Tuesday, July 6, 2021

Vagus nerve stimulation and seizure outcomes in pediatric refractory epilepsy

Jain P, Arya R. Vagus Nerve Stimulation and Seizure Outcomes in Pediatric Refractory Epilepsy: Systematic Review and Meta-Analysis. Neurology. 2021 Apr 13:10.1212/WNL.0000000000012030. doi: 10.1212/WNL.0000000000012030. Epub ahead of print. PMID: 33849993.


Objective: We synthesized evidence for effectiveness of vagus nerve stimulation (VNS) as adjuvant therapy in pediatric drug-resistant epilepsy (DRE) by obtaining pooled estimates for seizure outcomes and analyzing their determinants. 

Methods: MEDLINE, EMBASE, and Cochrane databases were searched up to July 2019, for original research on VNS in pediatric (≤18 years-of-age) epilepsy. The primary outcome was 50% responder rate (50%-RR), the proportion of patients with ≥50% seizure reduction, at the last reported follow-up. Other outcomes included 50%-RR and proportion of seizure-free patients at additional reported time points. A random effects meta-analysis with restricted maximum likelihood estimation was performed to obtain pooled effect estimates. Meta-regression using multiple linear models was performed to obtain determinants of seizure outcomes and sources of heterogeneity. 

Results: A total of 101 studies were included. The pooled prevalence estimates for 50%-RR and seizure freedom at last follow-up (mean 2.54 years) were 56.4% (95% confidence intervals [CIs] 52.4, 60.4) and 11.6% (95% CI 9.6, 13.9) respectively. Fewer anti-seizure medications (ASMs) tried before VNS, and later age at onset of seizures were associated with better seizure outcomes following VNS implantation. An effect of sex-distribution of studies on long-term outcomes and a potential publication bias for short-term outcomes were also observed. 

Conclusion: Pooled evidence supports possible effectiveness of VNS in pediatric DRE, although complete seizure freedom is less common. Early referral (fewer trials of ASMs) may be a modifiable factor for desirable seizure outcomes with VNS from a clinical perspective.

Russo A, Hyslop A, Gentile V, Boni A, Miller I, Chiarello D, Pellino G, Zenesini C, Martinoni M, Lima M, Ragheb J, Cordelli DM, Pini A, Jayakar P, Duchowny M. Early vagus nerve stimulator implantation as a main predictor of positive outcome in pediatric patients with epileptic encephalopathy. Epileptic Disord. 2021 Jun 29. doi: 10.1684/epd.2021.1299. Epub ahead of print. PMID: 34184987.

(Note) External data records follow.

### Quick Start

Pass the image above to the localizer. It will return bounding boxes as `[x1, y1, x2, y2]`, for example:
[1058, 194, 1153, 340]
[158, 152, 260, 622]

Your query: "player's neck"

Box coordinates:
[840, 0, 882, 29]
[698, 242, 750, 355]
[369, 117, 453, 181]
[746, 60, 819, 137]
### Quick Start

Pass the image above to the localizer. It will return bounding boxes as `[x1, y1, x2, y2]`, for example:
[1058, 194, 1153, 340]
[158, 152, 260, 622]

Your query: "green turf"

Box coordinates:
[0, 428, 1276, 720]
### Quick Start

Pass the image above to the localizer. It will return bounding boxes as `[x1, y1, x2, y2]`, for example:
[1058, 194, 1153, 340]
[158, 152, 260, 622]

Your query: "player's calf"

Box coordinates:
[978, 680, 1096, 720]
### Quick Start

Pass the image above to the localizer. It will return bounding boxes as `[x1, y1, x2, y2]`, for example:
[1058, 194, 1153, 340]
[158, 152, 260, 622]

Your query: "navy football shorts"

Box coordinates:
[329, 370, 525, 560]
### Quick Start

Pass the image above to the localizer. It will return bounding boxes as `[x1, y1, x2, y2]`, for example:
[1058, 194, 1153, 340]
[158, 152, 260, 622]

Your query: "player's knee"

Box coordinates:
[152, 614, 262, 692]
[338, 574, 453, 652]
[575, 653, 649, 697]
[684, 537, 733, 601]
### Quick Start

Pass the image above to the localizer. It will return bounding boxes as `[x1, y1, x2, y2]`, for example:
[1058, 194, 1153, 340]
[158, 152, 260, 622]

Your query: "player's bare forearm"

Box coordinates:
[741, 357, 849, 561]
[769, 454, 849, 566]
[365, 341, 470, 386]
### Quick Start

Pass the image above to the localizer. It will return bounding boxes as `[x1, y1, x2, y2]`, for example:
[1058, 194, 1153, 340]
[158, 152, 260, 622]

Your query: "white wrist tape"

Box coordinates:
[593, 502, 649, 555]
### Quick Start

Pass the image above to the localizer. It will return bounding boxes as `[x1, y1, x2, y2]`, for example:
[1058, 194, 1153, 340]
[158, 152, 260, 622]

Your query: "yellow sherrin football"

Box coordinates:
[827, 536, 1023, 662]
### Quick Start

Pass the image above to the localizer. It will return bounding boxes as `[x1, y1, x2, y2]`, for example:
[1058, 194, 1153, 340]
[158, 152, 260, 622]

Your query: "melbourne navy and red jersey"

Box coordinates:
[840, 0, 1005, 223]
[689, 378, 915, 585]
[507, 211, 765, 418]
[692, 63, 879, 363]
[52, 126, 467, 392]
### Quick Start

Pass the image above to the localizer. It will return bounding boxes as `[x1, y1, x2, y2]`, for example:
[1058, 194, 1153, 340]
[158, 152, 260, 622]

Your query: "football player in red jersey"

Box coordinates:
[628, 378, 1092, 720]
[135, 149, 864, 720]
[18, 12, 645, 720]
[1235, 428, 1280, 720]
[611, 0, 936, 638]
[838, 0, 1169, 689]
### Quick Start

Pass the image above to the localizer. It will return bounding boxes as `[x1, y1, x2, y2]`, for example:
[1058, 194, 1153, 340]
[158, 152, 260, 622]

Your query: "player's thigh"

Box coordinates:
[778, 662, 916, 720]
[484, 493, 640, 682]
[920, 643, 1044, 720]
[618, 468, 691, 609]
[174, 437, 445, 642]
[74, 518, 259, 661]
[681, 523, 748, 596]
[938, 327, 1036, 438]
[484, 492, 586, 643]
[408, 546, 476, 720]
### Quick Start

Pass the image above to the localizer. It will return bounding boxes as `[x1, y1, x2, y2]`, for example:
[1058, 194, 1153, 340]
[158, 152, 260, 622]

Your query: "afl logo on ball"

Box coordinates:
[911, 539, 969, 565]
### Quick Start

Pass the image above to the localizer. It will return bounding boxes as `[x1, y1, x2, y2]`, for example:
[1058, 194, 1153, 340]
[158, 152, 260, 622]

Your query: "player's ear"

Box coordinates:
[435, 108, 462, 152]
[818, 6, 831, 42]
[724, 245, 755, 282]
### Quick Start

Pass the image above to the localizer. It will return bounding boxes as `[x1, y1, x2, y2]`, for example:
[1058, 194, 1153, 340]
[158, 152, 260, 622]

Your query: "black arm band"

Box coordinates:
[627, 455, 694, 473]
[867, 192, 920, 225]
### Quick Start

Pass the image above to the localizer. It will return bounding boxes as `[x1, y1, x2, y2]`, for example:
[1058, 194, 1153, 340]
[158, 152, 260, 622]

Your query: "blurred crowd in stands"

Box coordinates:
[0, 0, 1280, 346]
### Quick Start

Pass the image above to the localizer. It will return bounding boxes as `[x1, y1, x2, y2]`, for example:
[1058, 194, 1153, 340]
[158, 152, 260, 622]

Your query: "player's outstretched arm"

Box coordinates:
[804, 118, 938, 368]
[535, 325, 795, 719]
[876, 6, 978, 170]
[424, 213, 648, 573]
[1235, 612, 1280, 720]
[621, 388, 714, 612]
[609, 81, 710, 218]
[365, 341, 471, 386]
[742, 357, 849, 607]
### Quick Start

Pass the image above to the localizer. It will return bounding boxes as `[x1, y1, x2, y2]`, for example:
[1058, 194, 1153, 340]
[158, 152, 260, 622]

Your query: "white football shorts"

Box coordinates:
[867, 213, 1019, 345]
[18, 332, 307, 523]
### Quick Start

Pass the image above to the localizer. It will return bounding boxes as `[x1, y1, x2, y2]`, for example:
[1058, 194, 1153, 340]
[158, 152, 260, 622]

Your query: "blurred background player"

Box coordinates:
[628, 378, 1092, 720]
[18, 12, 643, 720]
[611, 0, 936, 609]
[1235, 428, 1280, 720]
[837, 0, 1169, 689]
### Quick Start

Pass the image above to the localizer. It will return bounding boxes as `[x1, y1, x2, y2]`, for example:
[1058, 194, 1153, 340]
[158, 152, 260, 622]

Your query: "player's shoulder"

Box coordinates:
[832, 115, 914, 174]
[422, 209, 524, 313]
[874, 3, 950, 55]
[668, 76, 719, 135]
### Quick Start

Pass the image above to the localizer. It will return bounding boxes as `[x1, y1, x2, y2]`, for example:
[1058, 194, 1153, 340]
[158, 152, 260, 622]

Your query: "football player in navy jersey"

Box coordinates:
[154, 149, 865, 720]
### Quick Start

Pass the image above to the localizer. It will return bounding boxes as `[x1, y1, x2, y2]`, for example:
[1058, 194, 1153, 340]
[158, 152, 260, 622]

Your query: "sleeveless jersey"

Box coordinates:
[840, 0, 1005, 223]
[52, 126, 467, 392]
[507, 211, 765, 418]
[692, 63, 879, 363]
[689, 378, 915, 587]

We describe a multicenter experience with VNS implantation in pediatric patients with epileptic encephalopathy. Our goal was to assess VNS efficacy and identify potential predictors of favorable outcome. This was a retrospective study. Inclusion criteria were: ≤18 years at the time of VNS implantation and at least one year of follow-up. All patients were non-candidates for excisional procedures. Favorable clinical outcome and effective VNS therapy were defined as seizure reduction >50%. Outcome data were reviewed at one, two, three and five years after VNS implantation. Fisher's exact test, Kaplan-Meier and multiple logistic regression analysis were employed. Twenty-seven patients met inclusion criteria. Responder rate (seizure frequency reduction ≥ 50%) at one-year follow-up was 25.9%, and 15.3% at last follow-up visit. The only variable significantly predicting favorable outcome was time to VNS implantation, with the best outcome achieved when VNS implantation was performed within five years of seizure onset (overall response rate of 83.3% at one year of follow-up and 100% at five years). In total, 63% of patients evidenced improved QOL at last follow-up visit. Only one patient exited the study due to an adverse event at two years from implantation. Early VNS implantation within five years of seizure onset was the only predictor of favorable clinical outcome in pediatric patients with epileptic encephalopathy. Improved QOL and a very low incidence of adverse events were observed.